Like PB&J or Brangelina, some things are just better together. Now a new study suggests that combining derivatives of the histone deacetylase (HDAC) inhibitor valproic acid with the chemotherapy drug cisplatin may kill human lung cancer cells better than either drug alone.
HDAC inhibitors such as valproic acid show great promise as treatments for a variety of cancers. The drugs are thought to function by inhibiting the removal of acetyl groups from histone tails by HDACs, thereby de-repressing genes silenced in cancer, such as tumor suppressor genes. However, valproic acid as a cancer drug is pretty wimpy, necessitating large doses that cause unpleasant side effects in patients.
Previous studies have shown that derivatives of valproic acid that contain hydrogen sulfide-releasing groups show improved potency against experimental models of prostate cancer and non-small cell lung cancer (NSCLC).

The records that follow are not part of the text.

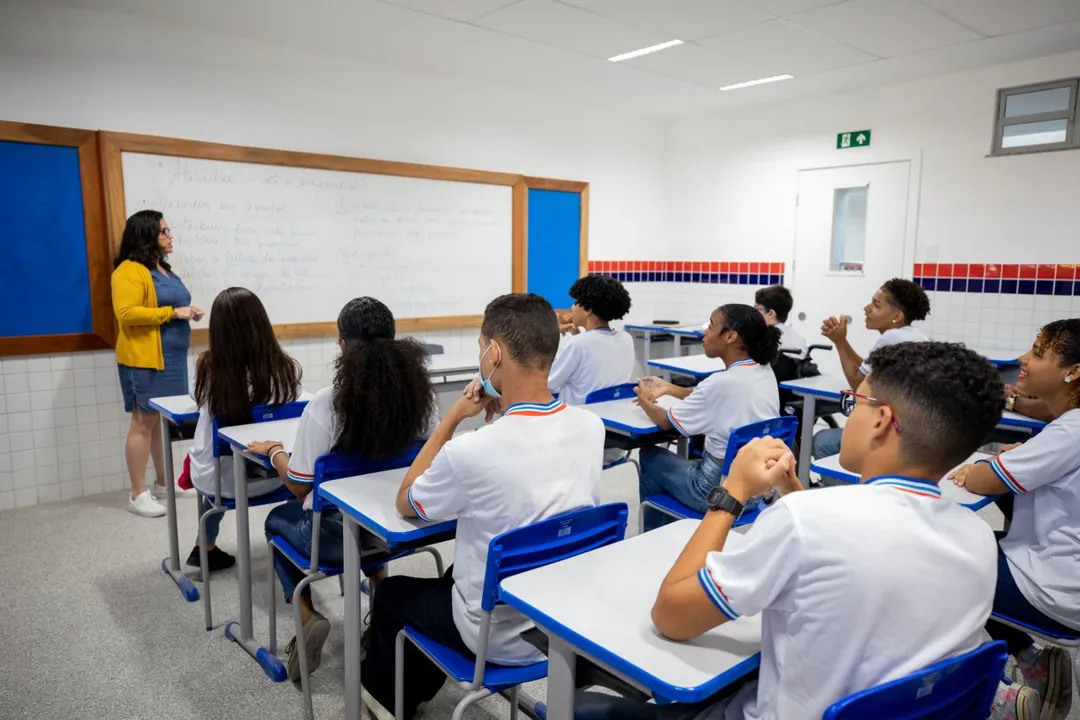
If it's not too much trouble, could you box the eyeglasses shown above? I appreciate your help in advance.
[840,390,900,435]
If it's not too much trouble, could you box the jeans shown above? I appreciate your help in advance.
[637,447,724,530]
[360,566,476,719]
[986,532,1077,655]
[266,500,386,602]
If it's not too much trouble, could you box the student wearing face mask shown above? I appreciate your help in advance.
[812,277,930,459]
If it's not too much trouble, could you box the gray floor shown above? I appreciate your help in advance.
[0,467,1080,720]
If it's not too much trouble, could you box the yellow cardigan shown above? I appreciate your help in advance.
[112,260,174,370]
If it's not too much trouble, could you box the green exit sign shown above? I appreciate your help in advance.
[836,130,870,150]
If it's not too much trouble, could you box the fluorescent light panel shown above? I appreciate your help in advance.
[720,74,795,91]
[608,40,683,63]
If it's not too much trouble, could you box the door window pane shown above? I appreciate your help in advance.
[1005,87,1072,118]
[1001,120,1069,148]
[828,186,869,273]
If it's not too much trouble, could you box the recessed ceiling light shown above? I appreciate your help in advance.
[608,40,683,63]
[720,74,795,90]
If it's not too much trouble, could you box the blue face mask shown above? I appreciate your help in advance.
[480,342,502,399]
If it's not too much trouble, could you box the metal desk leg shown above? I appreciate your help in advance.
[158,412,199,602]
[342,514,363,720]
[548,635,577,720]
[799,395,818,488]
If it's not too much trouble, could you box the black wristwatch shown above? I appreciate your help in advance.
[705,486,743,519]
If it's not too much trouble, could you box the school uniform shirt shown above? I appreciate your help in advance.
[667,359,780,461]
[773,323,807,359]
[989,410,1080,630]
[698,477,997,720]
[859,325,930,375]
[548,328,634,405]
[188,407,281,498]
[408,400,604,665]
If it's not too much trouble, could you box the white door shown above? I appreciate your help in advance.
[788,161,910,377]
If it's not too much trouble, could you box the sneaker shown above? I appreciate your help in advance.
[1016,646,1072,720]
[188,545,237,572]
[127,490,165,517]
[285,612,330,682]
[360,687,394,720]
[990,683,1042,720]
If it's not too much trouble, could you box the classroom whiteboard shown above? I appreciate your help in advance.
[121,152,513,325]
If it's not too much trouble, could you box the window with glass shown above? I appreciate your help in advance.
[991,78,1080,155]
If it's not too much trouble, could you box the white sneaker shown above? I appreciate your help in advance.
[127,490,165,517]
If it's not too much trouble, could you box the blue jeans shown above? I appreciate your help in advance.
[266,500,386,602]
[986,532,1080,655]
[637,447,724,530]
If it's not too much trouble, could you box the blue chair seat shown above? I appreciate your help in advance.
[405,625,548,693]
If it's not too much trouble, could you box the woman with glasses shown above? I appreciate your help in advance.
[634,304,780,530]
[112,210,203,517]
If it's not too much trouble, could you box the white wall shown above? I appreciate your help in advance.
[0,2,666,510]
[669,53,1080,344]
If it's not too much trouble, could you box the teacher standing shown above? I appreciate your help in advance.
[112,210,203,517]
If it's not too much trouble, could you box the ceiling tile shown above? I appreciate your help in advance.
[564,0,772,40]
[380,0,517,21]
[623,43,771,89]
[698,21,877,77]
[742,0,843,17]
[922,0,1080,36]
[788,0,983,57]
[476,0,672,58]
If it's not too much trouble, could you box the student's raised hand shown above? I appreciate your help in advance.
[724,437,798,501]
[821,315,848,342]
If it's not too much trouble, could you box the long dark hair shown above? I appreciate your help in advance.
[334,297,435,460]
[112,210,173,270]
[195,287,302,425]
[720,302,780,365]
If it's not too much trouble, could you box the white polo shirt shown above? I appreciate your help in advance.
[188,407,281,498]
[859,325,930,375]
[989,410,1080,630]
[698,477,997,720]
[548,328,634,405]
[667,359,780,460]
[408,400,604,665]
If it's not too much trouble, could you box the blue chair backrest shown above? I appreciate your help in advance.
[481,503,630,611]
[721,416,799,477]
[824,640,1007,720]
[311,440,424,511]
[585,382,637,405]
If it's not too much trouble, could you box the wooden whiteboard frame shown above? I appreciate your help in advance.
[99,132,589,345]
[0,121,117,356]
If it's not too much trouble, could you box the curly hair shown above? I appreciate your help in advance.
[754,285,795,323]
[112,210,173,270]
[570,275,631,323]
[1037,317,1080,408]
[334,297,436,460]
[881,277,930,325]
[480,293,559,370]
[720,302,780,365]
[866,342,1004,474]
[195,287,302,426]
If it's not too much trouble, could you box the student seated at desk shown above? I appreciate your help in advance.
[812,277,930,460]
[548,275,634,405]
[251,297,435,680]
[950,320,1080,718]
[634,304,780,530]
[188,287,302,572]
[576,342,1010,720]
[361,294,604,718]
[754,285,807,359]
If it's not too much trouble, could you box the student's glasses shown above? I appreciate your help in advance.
[840,390,900,435]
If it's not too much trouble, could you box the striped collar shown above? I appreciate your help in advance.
[866,475,942,499]
[502,399,566,418]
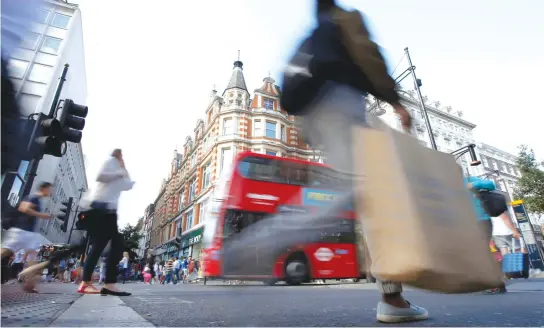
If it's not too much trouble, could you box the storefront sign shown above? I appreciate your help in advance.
[181,227,204,249]
[511,200,544,271]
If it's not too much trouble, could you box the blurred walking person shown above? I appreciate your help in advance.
[164,258,175,285]
[119,252,129,285]
[73,149,134,296]
[0,0,44,181]
[281,0,428,323]
[2,182,53,293]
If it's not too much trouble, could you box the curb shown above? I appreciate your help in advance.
[50,295,155,327]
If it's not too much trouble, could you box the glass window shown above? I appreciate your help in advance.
[191,153,196,168]
[202,162,212,190]
[253,120,263,137]
[28,64,53,83]
[51,13,70,29]
[266,121,276,138]
[223,118,234,136]
[21,32,40,50]
[263,98,274,110]
[38,9,51,24]
[189,179,196,202]
[199,199,209,223]
[178,189,185,212]
[185,210,193,229]
[40,36,62,55]
[7,58,29,79]
[221,148,232,174]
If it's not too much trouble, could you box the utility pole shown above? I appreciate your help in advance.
[20,64,70,199]
[404,47,438,150]
[66,188,85,244]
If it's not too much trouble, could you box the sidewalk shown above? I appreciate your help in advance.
[2,283,81,327]
[2,278,544,327]
[50,295,154,327]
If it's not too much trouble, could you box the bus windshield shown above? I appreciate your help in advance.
[238,156,339,189]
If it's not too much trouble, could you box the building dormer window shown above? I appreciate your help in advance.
[266,121,276,139]
[263,98,274,110]
[223,117,234,136]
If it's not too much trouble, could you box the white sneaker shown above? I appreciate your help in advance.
[376,302,429,323]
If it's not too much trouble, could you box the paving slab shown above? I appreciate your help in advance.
[1,284,80,327]
[50,295,154,327]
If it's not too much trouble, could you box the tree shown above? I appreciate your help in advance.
[514,145,544,213]
[120,223,143,259]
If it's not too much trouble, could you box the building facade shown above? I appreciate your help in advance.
[150,61,314,259]
[138,204,155,257]
[477,143,521,199]
[4,0,88,243]
[367,90,483,175]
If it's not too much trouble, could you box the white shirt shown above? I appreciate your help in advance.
[491,217,513,236]
[120,257,128,269]
[13,250,25,263]
[0,0,44,60]
[91,157,134,210]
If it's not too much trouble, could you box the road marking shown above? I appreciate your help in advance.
[136,296,194,304]
[314,247,334,262]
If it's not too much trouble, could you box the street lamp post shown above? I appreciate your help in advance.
[67,188,85,244]
[404,47,438,150]
[376,47,438,150]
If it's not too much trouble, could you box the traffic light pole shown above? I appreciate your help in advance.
[66,188,85,244]
[21,64,70,199]
[404,47,438,150]
[48,64,70,118]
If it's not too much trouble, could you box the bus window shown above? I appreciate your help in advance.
[238,157,287,183]
[223,210,270,238]
[238,156,340,189]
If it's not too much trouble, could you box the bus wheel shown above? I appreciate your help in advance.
[285,253,309,286]
[366,272,376,284]
[263,279,278,286]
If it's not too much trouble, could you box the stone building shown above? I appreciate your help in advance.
[150,60,314,258]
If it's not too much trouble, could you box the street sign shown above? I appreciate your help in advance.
[511,200,544,271]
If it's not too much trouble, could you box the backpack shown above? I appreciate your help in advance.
[477,190,508,217]
[280,20,356,115]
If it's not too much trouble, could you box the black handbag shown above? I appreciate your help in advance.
[280,20,356,115]
[477,190,508,217]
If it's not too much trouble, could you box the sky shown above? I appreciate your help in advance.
[71,0,544,225]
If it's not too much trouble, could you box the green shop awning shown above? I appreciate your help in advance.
[181,227,204,249]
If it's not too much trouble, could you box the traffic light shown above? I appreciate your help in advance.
[76,211,89,230]
[174,226,181,248]
[28,113,65,157]
[57,197,74,232]
[60,99,88,143]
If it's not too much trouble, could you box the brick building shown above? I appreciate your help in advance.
[149,60,314,258]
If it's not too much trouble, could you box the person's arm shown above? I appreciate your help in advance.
[96,158,127,183]
[334,10,399,104]
[500,212,521,238]
[470,179,495,191]
[18,200,52,219]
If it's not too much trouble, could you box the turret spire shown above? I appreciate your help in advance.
[225,50,247,91]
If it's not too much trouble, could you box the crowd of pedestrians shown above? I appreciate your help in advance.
[142,256,199,285]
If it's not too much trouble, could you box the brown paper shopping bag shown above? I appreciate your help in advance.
[354,123,502,293]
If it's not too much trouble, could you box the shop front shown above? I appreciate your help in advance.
[161,239,178,261]
[179,226,204,260]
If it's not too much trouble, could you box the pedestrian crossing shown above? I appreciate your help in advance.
[134,296,194,304]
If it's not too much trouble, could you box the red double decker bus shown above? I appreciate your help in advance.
[201,152,365,285]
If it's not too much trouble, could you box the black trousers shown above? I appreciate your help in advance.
[83,210,124,284]
[0,59,26,175]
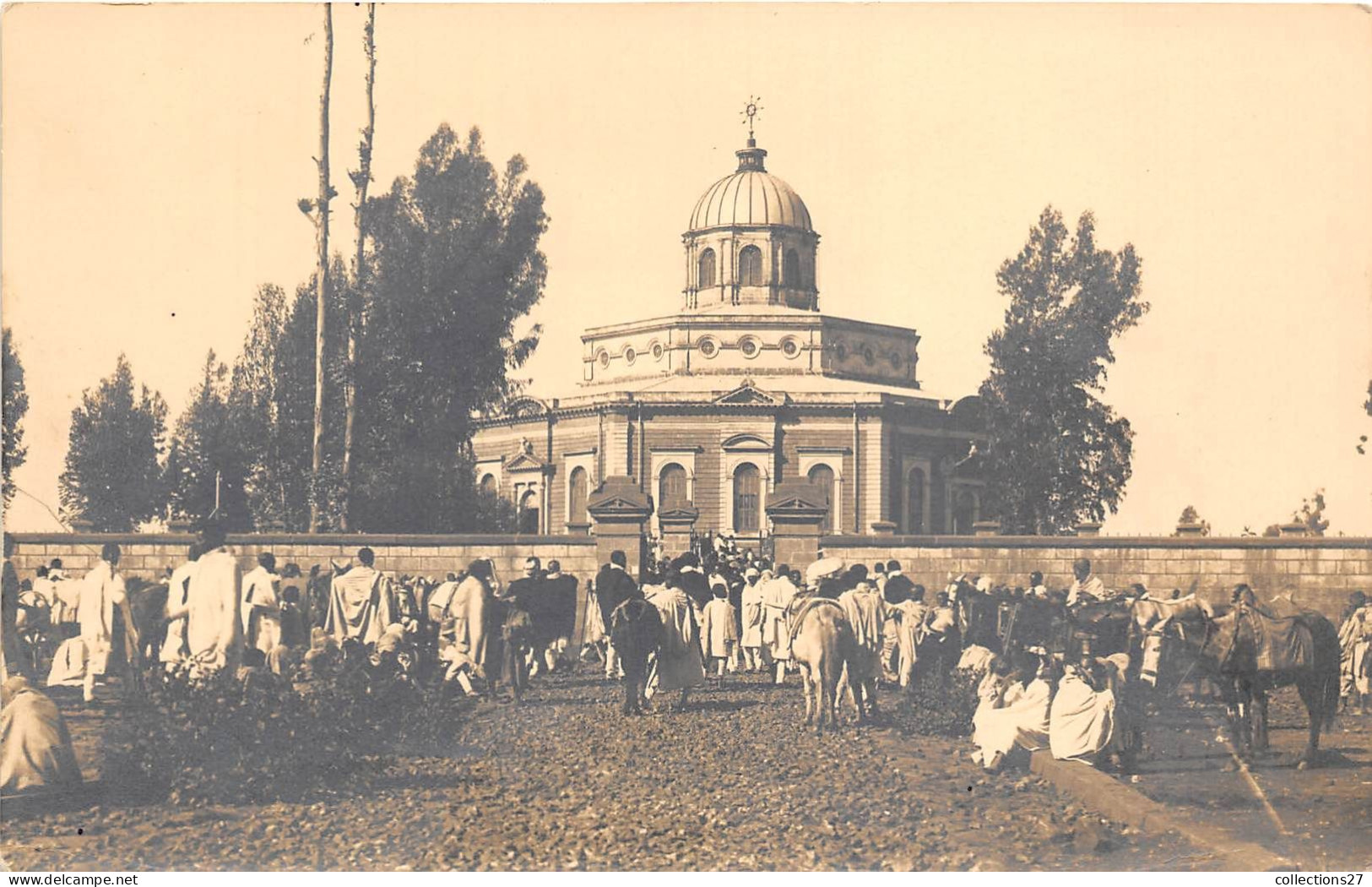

In the new study, researchers led by Anna Tesei at the Istituto Scientifico Romagnolo per lo Studio e la Cure dei Tumori, in Italy, evaluated the activity and mechanism of action of some organosulfur valproic acid derivatives, alone or in combination with the conventional chemotherapy drug cisplatin, in three human NSCLC cell lines. Their findings include the following:
- The valproic acid derivative known as ACS2 showed the greatest cytotoxic activity of the tested compounds, killing more than 50% of cells at concentrations of 64.5–72 µM.
- ACS2 triggered apoptosis by the mitochondrial pathway in 30–60% of cells in the NSCLC lines and reduced their metastatic potential.
- Treating cells with both ACS2 and cisplatin for 6 h, followed by a continuous 66-h exposure to ACS2, decreased cell survival, even at relatively low doses of both drugs.
- ACS2 may enhance the ability of cisplatin to form adducts on DNA by decondensing chromatin. In support of this hypothesis, ACS2 increased the levels of histone H3 and H4 acetylation and the proportion of single-stranded DNA regions in NSCLC cells.
This study confirms that organosulfur derivatives of valproic acid can have much higher cytotoxic activities than their parent compound. Moreover, low doses of one compound, ACS2, in combination with cisplatin kill NSCLC cells more effectively than either drug alone, suggesting new strategies for NSCLC therapy.